A Rotorua District Court judge is deciding whether to lift interim name suppression granted to some witnesses at the November fraud trial of Bill and Lee Papple and Tina West.
Two high-flying Auckland businessmen, an Auckland church leader and a Rotorua man were granted interim name suppression.
Combined, the four lost hundreds of thousands of dollars in what a jury found to be fraudulent scams run by Lee Papple, of Rotorua, and her business partner, Tina West, from Auckland.
The jury was undecided about Mr Papple's involvement and he will be retried.
Rotorua's Daily Post newspaper has made submissions to the court, arguing that interim suppression should not continue for the witnesses.
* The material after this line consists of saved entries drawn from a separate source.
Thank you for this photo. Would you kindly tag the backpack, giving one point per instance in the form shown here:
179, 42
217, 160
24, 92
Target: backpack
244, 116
It cited the Appeal Court's recent emphasis on open justice.
Appearing for the businessmen, Bruce Stewart, QC, told Judge James Weir his clients were worried about how public knowledge surrounding their involvement with "Looney Tune investments" would affect their businesses.
He said that if business confidence in the men dropped, it could result in their businesses failing and staff being made redundant.
Judge Weir told Mr Stewart that his arguments were "all very hypothetical".
"You will have to come up with a bit more than mere assertions that there will be a lack of public confidence in their abilities."
Judge Weir said the businessmen used their own money, not company money, to invest in the fraudulent schemes and any publication of their names would make that clear.
He reserved his decision.
A new date has been set for the sentencing of Lee Papple and Tina West. It was to have taken place on Friday but pre-sentencing probation service reports were not available.
The pair will now be sentenced on March 4.